Dynamic - dynamic in nature.
Persistent - keep or delete the lookup cache.
Re-cache - makes sure cache is refreshed if underlying table data changes.
Shared cache - can be used by other mappings.
What are the various types of files created during Informatica session run?
Session log file - depending upon tracing level (none, normal, terse, verbose, verbose data) it records SQL commands, reader-writer thread, errors, load summary etc. Note: You can change the number of session log files saved (default is zero) for historic runs.
Workflow log file - includes load statistics like number of rows for source/target, table names etc.
Informatica server log - created at home directory on Unix box with all status and error messages.
Cache file - index or data cache files; for example aggregate cache, lookup cache etc.
Output file - based on session if it's creating output data file.
Bad/Reject file - contains rejected rows which were not written to target.
None: Applicable only at session level. The Integration Service uses the tracing levels configured in the mapping.
Terse: logs initialization information, error messages, and notification of rejected data in the session log file.
Normal: Integration Service logs initialization and status information, errors encountered and skipped rows due to transformation row errors. Summarizes session results, but not at the level of individual rows.
Verbose Initialization: In addition to normal tracing, the Integration Service logs additional initialization details; names of index and data files used, and detailed transformation statistics.

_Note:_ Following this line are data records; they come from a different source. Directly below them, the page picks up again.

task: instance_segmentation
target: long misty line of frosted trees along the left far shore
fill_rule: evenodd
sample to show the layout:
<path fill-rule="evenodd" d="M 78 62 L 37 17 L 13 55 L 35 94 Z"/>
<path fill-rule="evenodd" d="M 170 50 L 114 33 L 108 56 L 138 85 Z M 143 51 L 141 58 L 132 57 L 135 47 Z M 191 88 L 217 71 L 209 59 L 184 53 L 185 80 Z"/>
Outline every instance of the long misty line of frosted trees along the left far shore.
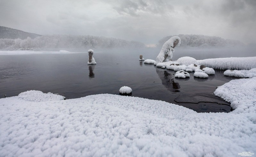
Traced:
<path fill-rule="evenodd" d="M 145 44 L 137 41 L 106 38 L 90 35 L 43 35 L 34 39 L 0 39 L 0 49 L 19 48 L 142 48 Z"/>

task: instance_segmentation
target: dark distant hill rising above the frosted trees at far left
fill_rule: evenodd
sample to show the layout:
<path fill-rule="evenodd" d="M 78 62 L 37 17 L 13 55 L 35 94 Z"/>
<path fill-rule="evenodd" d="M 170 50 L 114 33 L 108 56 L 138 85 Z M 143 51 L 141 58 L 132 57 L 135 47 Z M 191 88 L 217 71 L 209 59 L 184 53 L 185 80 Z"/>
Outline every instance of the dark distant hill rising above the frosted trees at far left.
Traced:
<path fill-rule="evenodd" d="M 40 36 L 41 35 L 39 34 L 24 32 L 21 30 L 0 26 L 0 39 L 26 39 L 27 37 L 34 39 Z"/>

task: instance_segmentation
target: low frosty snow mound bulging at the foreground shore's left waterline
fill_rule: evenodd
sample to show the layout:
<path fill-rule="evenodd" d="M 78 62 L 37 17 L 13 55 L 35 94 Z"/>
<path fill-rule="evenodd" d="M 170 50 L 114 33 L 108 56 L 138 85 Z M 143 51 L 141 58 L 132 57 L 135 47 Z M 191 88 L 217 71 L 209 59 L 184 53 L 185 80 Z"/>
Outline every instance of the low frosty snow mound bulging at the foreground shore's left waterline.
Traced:
<path fill-rule="evenodd" d="M 20 93 L 18 99 L 30 102 L 44 102 L 44 101 L 57 101 L 64 100 L 64 96 L 56 95 L 51 92 L 43 93 L 38 90 L 29 90 L 26 92 Z"/>

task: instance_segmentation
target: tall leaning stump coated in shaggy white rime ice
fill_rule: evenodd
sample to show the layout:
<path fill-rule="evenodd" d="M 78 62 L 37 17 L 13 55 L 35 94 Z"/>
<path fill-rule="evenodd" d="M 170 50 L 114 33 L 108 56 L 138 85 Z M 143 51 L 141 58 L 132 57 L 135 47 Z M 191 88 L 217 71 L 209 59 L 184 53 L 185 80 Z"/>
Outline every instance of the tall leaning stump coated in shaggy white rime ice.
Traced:
<path fill-rule="evenodd" d="M 171 59 L 172 53 L 174 52 L 174 47 L 176 45 L 179 46 L 180 42 L 181 42 L 181 40 L 178 36 L 173 36 L 169 40 L 167 40 L 163 44 L 160 53 L 156 57 L 156 61 L 155 61 L 154 65 L 161 63 L 161 62 L 166 62 L 166 61 L 168 61 L 167 59 Z"/>

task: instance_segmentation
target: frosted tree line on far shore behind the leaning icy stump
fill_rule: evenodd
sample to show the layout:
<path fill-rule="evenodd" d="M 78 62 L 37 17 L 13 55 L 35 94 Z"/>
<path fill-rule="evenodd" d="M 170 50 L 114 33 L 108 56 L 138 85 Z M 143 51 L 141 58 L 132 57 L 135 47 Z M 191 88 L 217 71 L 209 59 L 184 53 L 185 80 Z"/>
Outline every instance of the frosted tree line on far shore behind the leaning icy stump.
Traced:
<path fill-rule="evenodd" d="M 244 43 L 238 40 L 223 39 L 215 36 L 197 35 L 197 34 L 179 34 L 182 47 L 234 47 L 244 46 Z M 162 46 L 172 36 L 166 36 L 159 40 L 158 46 Z"/>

Verbose Data: In addition to verbose initialization tracing, the Integration Service logs each row that passes into the mapping. Also notes where the Integration Service truncates string data to fit the precision of a column and provides detailed transformation statistics. When you configure the tracing level to verbose data, the Integration Service writes row data for all rows in a block when it processes a transformation.

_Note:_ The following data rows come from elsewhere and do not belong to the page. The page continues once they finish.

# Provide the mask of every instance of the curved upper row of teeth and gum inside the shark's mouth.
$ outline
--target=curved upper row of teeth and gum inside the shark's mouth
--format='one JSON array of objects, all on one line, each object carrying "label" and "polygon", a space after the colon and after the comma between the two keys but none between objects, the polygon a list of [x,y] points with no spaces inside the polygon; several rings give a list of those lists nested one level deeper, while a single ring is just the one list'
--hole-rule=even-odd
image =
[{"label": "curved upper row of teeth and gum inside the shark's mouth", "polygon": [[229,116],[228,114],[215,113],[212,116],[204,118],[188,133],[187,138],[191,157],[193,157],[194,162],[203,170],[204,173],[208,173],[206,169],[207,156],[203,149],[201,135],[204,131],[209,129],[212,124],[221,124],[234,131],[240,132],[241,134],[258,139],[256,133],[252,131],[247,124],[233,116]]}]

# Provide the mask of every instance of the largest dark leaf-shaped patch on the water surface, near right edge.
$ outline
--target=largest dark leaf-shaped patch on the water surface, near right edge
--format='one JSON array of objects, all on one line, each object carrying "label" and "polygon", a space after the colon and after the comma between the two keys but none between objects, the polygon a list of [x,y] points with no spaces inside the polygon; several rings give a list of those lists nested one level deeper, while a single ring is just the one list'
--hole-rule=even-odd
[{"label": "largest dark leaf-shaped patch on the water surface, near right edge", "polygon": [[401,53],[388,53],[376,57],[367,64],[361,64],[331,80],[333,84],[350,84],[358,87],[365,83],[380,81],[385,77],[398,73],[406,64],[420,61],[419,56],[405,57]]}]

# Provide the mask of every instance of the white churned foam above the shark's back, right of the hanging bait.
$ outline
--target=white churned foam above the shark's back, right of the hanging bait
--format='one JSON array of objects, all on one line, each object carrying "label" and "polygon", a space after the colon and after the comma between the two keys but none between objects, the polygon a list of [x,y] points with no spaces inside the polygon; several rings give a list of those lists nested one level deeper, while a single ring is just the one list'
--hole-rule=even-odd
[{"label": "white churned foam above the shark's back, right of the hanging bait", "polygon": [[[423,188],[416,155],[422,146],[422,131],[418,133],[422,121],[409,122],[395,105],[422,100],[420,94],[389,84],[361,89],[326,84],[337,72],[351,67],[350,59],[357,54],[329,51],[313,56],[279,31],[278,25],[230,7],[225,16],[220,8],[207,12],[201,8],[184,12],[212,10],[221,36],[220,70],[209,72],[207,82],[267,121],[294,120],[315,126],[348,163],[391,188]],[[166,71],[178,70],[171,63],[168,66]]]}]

What is SQL override in Informatica?
SQL override can be implemented at Source Qualifier, Lookups and Target. It allows you to override the existing SQL in mentioned transformations to
Limit the incoming rows
Escape un-necessary sorting of data (order by multiple columns) to improve performance
Use parameters and variables
Add WHERE clause
What is parallel processing in Informatica?
You can implement parallel processing in Informatica by Partitioning sessions. Partitioning allows you to split large amount of data into smaller sets which can be processed in parallel. It uses hardware to its maximum efficiency. These are the types of Partitioning in Informatica:
Database Partitioning: Integration service checks if source table has partitions for parallel read.
Round-robin Partitioning: Integration service evenly distributes the rows into partitions for parallel processing. Performs well when you don't want to group data.
Hash Auto-keys Partitioning: Distributes data based on hash function among partitions. It uses all sorted ports to create partition key. Perform well before sorter, rank and unsorted aggregator.
Hash User-keys Partitioning: Distributes data based on hash function among partitions, but here user can choose the port which will act as partition key.
Key Range Partitioning: User can choose multiple ports which will act as compound partition key.
Pass-through Partitioning: Rows are passed to next partition without redistribution like what we saw in round robin.
What can be done to improve performance in Informatica?
See the bottlenecks by running different tracing levels (verbose data).
Tune the transformations like lookups (caching), source qualifiers, aggregator (use sorted input), filtering un-necessary data, degree of parallelism in workflow etc.
Dropping the index before data load and re-indexing (for example using command task at session level) after data load is complete.
Change session properties like commit interval, buffer block size, session level Partitioning (explained above), reduce logging details, DTM buffer cache size and auto-memory attributes.
OS level tuning like disk I/O & CPU consumption.